Mist algorithm and Redis combination

Since the mist algorithm is proposed, how can not provide real usable engineering practice? After writing the mist algorithm, I started the engineering practice, combining the mist algorithm with KV storage to provide the global unique ID generation service. Here I chose the more familiar Redis, a combination of Mist and Redis, and I named the project Medis.

The high performance is not made up, we look at it Jemeter pressure measurement parameters and results:

The above is a screenshot from the Medis README of a performance test of about 2.5 W/SEC for a large cardinality. In addition to the high performance of mist algorithm itself, Medis design also makes a great contribution:

  • Using Channel as the data cache, this operation resulted in a seven-fold improvement in the number issuing service performance;
  • The prefetch strategy is adopted to ensure that the Channel has a value in most cases, so that it can quickly respond to requests from clients.
  • Gorouting to perform the time-consuming prefetch operation, will not affect the response to the client request;
  • Batch values are obtained from Redis using the Lrange Ltrim combination, which is more efficient than cyclic single reads or pipeline batch reads.
  • When Redis is written, pipeline batch writing is adopted, which is more efficient than cyclic single writing.
  • Seqence value is calculated before pre-storage, so as not to delay the response to the client request. Although the performance of mist algorithm is nanosecond level, it also causes some performance loss when the concurrency is high, so it is obviously more convenient to calculate when pre-storage.
  • Thanks to the high performance of Golang Echo framework and Golang itself, I am very satisfied with the whole process. If you want to pursue ultimate performance, I recommend you to try Rust.

The Medis service startup process and interface access flowchart are shown below:

Interested friends can download experience, start the Medis root directory server. Go after visit http://localhost:1558/sequence can get a globally unique ID.

Highly available architecture and distributed performance

Distributed CAPS (consistency, availability, partition fault tolerance) are a foregone conclusion, and such services typically pursue an availability architecture (AP). Since prestorage and prefetch are used in the design, and the overall order should be kept increasing, so it is preferred to provide access on a single machine, that is, the upper limit of performance in distributed architecture is that of the single machine that provides services.

Do you want to implement distributed multi-machine service delivery?

Such a requirement would change Medis’s logic as well as the composition of the applications. If you want to implement distributed multi-machine simultaneous service, you have to scrap the Redis and Channel prefetch mechanism, and then abandon the Channel in favor of real-time generation, so that multiple servers can be used at the same time, but the performance bottleneck is shifted to KV storage (in this case Redis). The performance is equivalent to that of a stand-alone Redis.

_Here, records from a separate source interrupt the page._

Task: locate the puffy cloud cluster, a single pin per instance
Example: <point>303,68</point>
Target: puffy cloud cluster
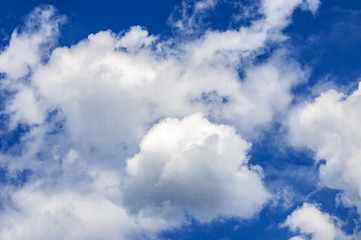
<point>330,127</point>
<point>130,135</point>
<point>196,167</point>
<point>310,221</point>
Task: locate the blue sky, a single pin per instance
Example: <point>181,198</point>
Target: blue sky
<point>209,119</point>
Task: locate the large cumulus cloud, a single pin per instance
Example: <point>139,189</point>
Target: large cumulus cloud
<point>128,134</point>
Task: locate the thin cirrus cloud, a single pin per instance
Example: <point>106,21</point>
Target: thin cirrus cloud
<point>130,135</point>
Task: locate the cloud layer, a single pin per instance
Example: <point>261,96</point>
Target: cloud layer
<point>330,127</point>
<point>127,135</point>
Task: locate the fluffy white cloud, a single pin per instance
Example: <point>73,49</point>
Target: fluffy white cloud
<point>89,106</point>
<point>330,127</point>
<point>26,49</point>
<point>310,221</point>
<point>193,167</point>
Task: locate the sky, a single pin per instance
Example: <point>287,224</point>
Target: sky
<point>180,119</point>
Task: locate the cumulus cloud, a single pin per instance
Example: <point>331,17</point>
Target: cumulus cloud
<point>27,47</point>
<point>128,134</point>
<point>330,127</point>
<point>195,167</point>
<point>310,221</point>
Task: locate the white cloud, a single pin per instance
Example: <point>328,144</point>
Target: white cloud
<point>330,127</point>
<point>195,167</point>
<point>90,105</point>
<point>310,221</point>
<point>26,48</point>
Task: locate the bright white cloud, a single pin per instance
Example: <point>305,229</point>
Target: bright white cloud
<point>195,167</point>
<point>310,221</point>
<point>99,102</point>
<point>27,48</point>
<point>330,127</point>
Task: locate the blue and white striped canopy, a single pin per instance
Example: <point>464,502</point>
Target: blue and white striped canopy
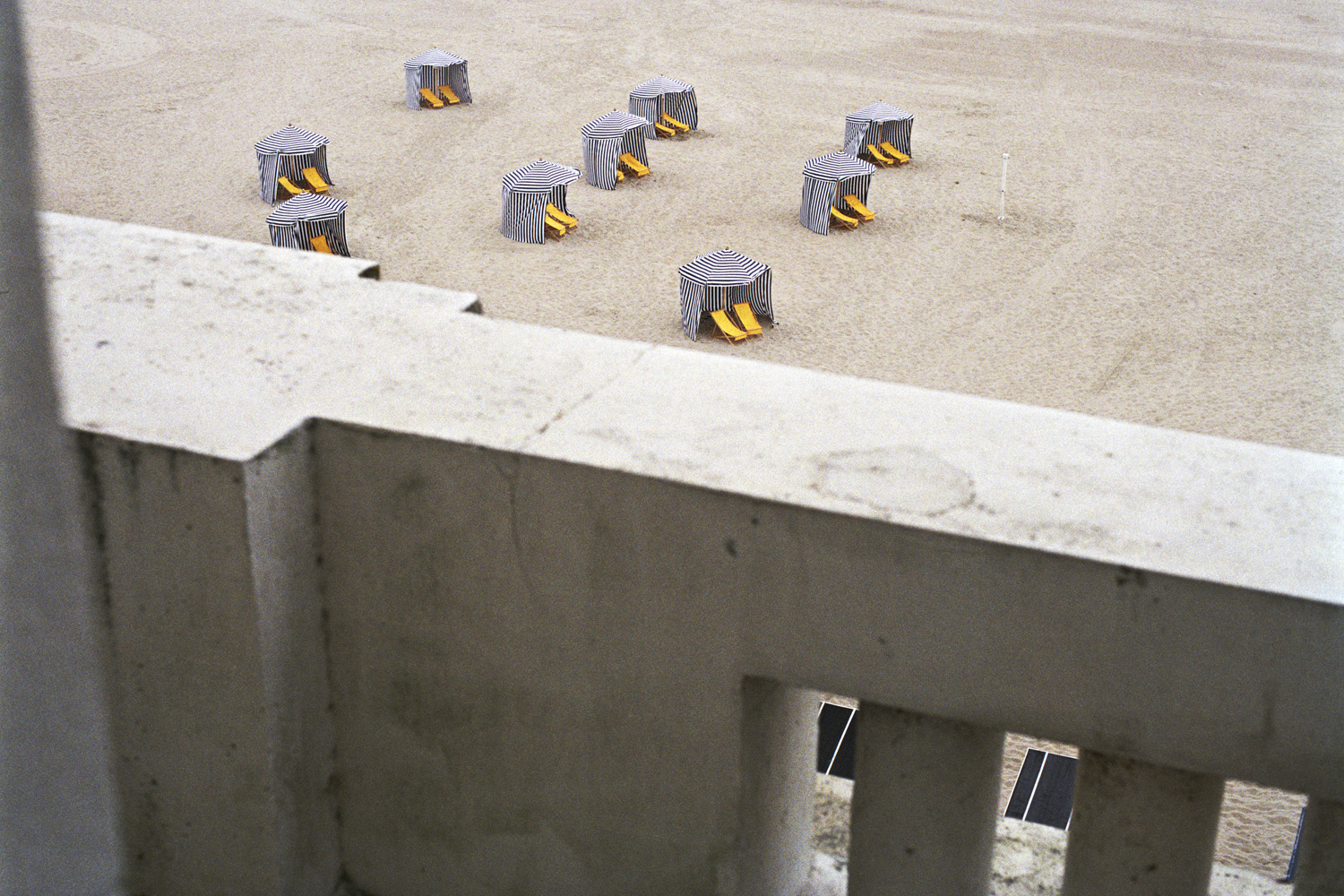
<point>306,207</point>
<point>658,86</point>
<point>879,112</point>
<point>715,281</point>
<point>722,268</point>
<point>433,58</point>
<point>836,166</point>
<point>290,142</point>
<point>875,124</point>
<point>539,177</point>
<point>661,94</point>
<point>613,124</point>
<point>296,222</point>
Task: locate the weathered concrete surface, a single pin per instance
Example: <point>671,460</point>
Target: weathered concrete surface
<point>1029,858</point>
<point>537,657</point>
<point>220,728</point>
<point>58,831</point>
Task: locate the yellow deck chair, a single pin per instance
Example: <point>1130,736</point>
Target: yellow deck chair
<point>876,156</point>
<point>900,158</point>
<point>723,328</point>
<point>554,228</point>
<point>746,319</point>
<point>569,220</point>
<point>636,167</point>
<point>859,207</point>
<point>314,180</point>
<point>841,220</point>
<point>288,185</point>
<point>674,124</point>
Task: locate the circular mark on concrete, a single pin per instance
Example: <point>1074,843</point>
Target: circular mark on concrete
<point>64,48</point>
<point>898,478</point>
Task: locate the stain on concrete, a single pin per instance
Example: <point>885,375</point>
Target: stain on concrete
<point>900,479</point>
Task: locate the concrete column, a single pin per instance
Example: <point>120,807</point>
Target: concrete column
<point>58,831</point>
<point>1320,858</point>
<point>779,780</point>
<point>1140,829</point>
<point>925,804</point>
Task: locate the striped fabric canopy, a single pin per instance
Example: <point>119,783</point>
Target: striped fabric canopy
<point>875,124</point>
<point>661,94</point>
<point>722,279</point>
<point>435,69</point>
<point>285,153</point>
<point>526,194</point>
<point>604,142</point>
<point>296,222</point>
<point>825,179</point>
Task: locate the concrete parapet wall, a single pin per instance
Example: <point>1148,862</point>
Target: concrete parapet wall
<point>483,622</point>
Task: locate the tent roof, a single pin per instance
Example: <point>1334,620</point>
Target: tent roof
<point>879,112</point>
<point>613,124</point>
<point>722,268</point>
<point>836,167</point>
<point>433,58</point>
<point>540,177</point>
<point>659,86</point>
<point>306,207</point>
<point>290,142</point>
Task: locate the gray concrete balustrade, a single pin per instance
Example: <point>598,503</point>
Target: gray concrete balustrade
<point>444,603</point>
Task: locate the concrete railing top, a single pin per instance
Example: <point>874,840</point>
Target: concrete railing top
<point>222,347</point>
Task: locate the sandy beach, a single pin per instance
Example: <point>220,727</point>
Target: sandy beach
<point>1171,255</point>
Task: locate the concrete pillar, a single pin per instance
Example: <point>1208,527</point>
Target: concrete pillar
<point>1140,829</point>
<point>56,823</point>
<point>779,780</point>
<point>925,804</point>
<point>1320,858</point>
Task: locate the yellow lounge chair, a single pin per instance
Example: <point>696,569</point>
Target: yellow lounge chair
<point>841,220</point>
<point>723,328</point>
<point>900,158</point>
<point>878,158</point>
<point>569,220</point>
<point>859,207</point>
<point>746,319</point>
<point>314,180</point>
<point>636,167</point>
<point>288,185</point>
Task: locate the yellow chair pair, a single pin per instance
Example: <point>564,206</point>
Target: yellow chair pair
<point>745,327</point>
<point>556,222</point>
<point>633,166</point>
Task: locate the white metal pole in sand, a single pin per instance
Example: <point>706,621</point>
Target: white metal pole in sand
<point>1003,188</point>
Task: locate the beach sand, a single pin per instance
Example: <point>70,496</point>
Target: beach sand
<point>1171,253</point>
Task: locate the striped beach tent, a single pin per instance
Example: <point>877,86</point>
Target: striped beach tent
<point>526,194</point>
<point>875,124</point>
<point>824,182</point>
<point>722,279</point>
<point>658,96</point>
<point>604,142</point>
<point>296,222</point>
<point>285,153</point>
<point>433,69</point>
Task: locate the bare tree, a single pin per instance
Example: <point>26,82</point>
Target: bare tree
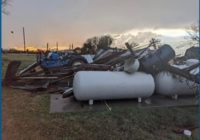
<point>193,32</point>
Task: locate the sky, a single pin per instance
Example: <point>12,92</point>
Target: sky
<point>73,21</point>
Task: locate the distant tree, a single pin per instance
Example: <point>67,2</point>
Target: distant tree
<point>4,4</point>
<point>90,46</point>
<point>193,32</point>
<point>93,44</point>
<point>104,42</point>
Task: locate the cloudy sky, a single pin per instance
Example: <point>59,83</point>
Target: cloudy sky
<point>73,21</point>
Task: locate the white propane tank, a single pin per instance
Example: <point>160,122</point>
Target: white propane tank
<point>103,85</point>
<point>168,84</point>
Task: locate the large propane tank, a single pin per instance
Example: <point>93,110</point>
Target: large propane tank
<point>154,62</point>
<point>170,84</point>
<point>103,85</point>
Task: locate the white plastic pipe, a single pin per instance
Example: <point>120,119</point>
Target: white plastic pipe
<point>99,85</point>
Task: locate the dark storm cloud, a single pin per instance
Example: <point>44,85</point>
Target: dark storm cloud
<point>75,20</point>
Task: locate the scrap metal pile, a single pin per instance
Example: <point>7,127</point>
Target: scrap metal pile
<point>112,74</point>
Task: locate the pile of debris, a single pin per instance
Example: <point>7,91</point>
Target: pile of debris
<point>110,74</point>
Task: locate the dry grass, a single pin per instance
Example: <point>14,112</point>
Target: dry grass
<point>26,117</point>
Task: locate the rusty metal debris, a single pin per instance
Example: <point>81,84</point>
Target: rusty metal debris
<point>36,77</point>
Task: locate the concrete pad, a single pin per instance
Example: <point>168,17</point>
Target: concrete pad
<point>63,105</point>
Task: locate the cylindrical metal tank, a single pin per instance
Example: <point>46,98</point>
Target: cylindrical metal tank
<point>102,85</point>
<point>169,84</point>
<point>155,62</point>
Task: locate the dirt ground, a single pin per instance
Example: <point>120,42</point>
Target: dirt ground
<point>26,117</point>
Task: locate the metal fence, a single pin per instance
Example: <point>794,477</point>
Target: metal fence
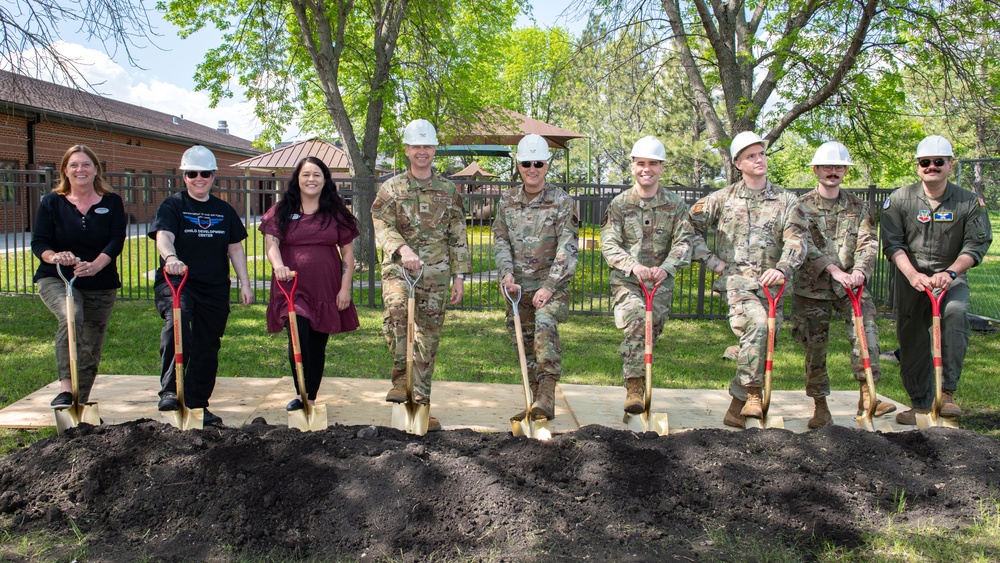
<point>251,197</point>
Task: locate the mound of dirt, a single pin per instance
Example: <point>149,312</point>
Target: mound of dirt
<point>145,490</point>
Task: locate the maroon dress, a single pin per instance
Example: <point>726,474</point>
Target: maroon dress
<point>313,251</point>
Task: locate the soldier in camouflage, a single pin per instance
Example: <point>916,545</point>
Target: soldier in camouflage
<point>842,250</point>
<point>535,246</point>
<point>419,223</point>
<point>933,231</point>
<point>645,239</point>
<point>759,241</point>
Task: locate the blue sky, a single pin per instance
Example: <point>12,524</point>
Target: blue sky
<point>165,81</point>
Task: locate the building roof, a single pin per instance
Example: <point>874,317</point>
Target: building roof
<point>30,96</point>
<point>287,158</point>
<point>501,126</point>
<point>473,170</point>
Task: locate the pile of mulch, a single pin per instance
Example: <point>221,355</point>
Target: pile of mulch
<point>144,490</point>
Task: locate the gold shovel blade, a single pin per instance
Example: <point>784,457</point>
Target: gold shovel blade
<point>930,420</point>
<point>648,422</point>
<point>873,424</point>
<point>186,419</point>
<point>537,429</point>
<point>411,417</point>
<point>314,423</point>
<point>71,417</point>
<point>768,421</point>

You can use ETCD or Zookeeper to implement multiple KV, but isn’t that back to CAP origin?

As for how to choose, you can discuss with the architecture based on actual service scenarios and requirements and choose a suitable solution for deployment.

After seeing Mist and Medis, I’m sure you’ll come up with other ingenious ideas. Please leave them in the comments and we’ll share our progress!

Nightnight was founded in 2019, The team consists of cui qingcai (jingmi), zhou ziqi (Loco), Chen xiangan (CXA), tang yifei (big fish | BruceDone), feng wei (wei wei), CAI jin (owner of yuelai inn), dai huangjin (xianyu), zhang yeqing (MarvinZ), wei shidong (Asyncins | quinn) and wen anzhe (sml2h3).

My programming languages include but are not limited to Python, Rust, C++, Go, covering crawler, deep learning, service development, reverse engineering, software security, etc. The team is neither good nor evil. We only do what we think is right. Please be careful.